NOT ONLY THE FITTEST SURVIVE

Darwin's notion that only the fittest survive has been called into question by new research published in the journal Nature, and reported on ScienceDaily. A collaboration between the Universities of Exeter and Bath in the UK, with a group from San Diego State University in the US, challenges our current understanding of evolution by showing that biodiversity may evolve where previously thought impossible.

Conventional wisdom has it that for any given niche there should be a best species, the fittest, that will eventually dominate to exclude all others.

This is the principle of survival of the fittest.
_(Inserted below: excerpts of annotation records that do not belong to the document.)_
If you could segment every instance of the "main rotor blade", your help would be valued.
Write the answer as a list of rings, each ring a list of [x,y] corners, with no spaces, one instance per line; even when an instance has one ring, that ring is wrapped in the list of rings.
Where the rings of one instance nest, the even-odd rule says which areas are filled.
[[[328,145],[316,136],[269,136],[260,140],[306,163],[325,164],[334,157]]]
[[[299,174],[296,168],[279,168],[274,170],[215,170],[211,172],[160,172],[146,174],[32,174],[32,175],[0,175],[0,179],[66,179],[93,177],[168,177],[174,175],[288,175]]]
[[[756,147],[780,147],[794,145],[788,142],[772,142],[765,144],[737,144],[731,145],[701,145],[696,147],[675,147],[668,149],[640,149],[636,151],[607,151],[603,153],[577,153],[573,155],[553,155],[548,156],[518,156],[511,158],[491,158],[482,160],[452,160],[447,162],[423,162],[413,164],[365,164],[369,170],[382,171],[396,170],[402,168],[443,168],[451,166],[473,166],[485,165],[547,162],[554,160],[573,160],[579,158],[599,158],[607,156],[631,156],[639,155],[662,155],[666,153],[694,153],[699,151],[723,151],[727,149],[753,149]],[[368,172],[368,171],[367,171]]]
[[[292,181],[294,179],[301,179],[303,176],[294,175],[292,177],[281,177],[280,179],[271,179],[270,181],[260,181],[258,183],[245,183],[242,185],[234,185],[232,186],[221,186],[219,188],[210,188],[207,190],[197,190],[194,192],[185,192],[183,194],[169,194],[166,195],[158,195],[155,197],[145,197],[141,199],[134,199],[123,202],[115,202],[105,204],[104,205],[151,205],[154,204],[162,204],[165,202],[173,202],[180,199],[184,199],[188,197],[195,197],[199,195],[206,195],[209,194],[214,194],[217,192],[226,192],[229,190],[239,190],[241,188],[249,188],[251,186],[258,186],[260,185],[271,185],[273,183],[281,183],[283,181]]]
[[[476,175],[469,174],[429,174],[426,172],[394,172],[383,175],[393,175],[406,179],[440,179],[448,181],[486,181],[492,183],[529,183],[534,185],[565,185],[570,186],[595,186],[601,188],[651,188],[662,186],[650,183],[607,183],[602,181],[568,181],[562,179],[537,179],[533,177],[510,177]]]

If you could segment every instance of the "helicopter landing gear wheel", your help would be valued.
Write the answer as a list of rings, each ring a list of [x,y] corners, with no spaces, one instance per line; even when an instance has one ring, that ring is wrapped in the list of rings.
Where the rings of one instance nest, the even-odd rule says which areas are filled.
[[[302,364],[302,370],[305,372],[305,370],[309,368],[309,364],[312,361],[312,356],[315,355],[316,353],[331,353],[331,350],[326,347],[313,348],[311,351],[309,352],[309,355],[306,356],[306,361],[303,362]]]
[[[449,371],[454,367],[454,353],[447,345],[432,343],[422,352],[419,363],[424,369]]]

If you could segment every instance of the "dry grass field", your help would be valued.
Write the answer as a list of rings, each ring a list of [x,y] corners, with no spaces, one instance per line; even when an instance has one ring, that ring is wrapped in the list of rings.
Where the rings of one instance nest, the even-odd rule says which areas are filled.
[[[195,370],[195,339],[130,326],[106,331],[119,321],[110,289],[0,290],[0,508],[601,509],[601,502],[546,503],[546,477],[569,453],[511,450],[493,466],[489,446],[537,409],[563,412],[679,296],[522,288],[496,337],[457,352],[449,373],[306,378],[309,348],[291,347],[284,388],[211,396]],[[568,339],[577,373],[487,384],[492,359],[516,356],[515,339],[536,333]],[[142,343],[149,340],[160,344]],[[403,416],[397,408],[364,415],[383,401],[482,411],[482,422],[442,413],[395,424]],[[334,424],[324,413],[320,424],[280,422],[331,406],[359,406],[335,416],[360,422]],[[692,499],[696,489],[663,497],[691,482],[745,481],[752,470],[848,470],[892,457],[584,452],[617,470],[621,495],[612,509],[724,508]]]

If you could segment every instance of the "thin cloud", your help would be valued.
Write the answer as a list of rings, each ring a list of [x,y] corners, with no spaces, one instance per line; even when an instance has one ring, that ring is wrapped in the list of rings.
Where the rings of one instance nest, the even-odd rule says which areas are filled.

Ecologists often call this idea the 'competitive exclusion principle' and it predicts that complex environments are needed to support complex, diverse populations.

Professor Robert Beardmore, from the University of Exeter, said: 'Microbiologists have tested this principle by constructing very simple environments in the lab to see what happens after hundreds of generations of bacterial evolution, about 3,000 years in human terms. It had been believed that the genome of only the fittest bacteria would be left, but that wasn't their finding. The experiments generated lots of unexpected genetic diversity.'

This test-tube biodiversity proved controversial when first observed and had been explained away with claims that insufficient time had been allowed to pass for a clear winner to emerge.

The new research shows that the experiments were not anomalies.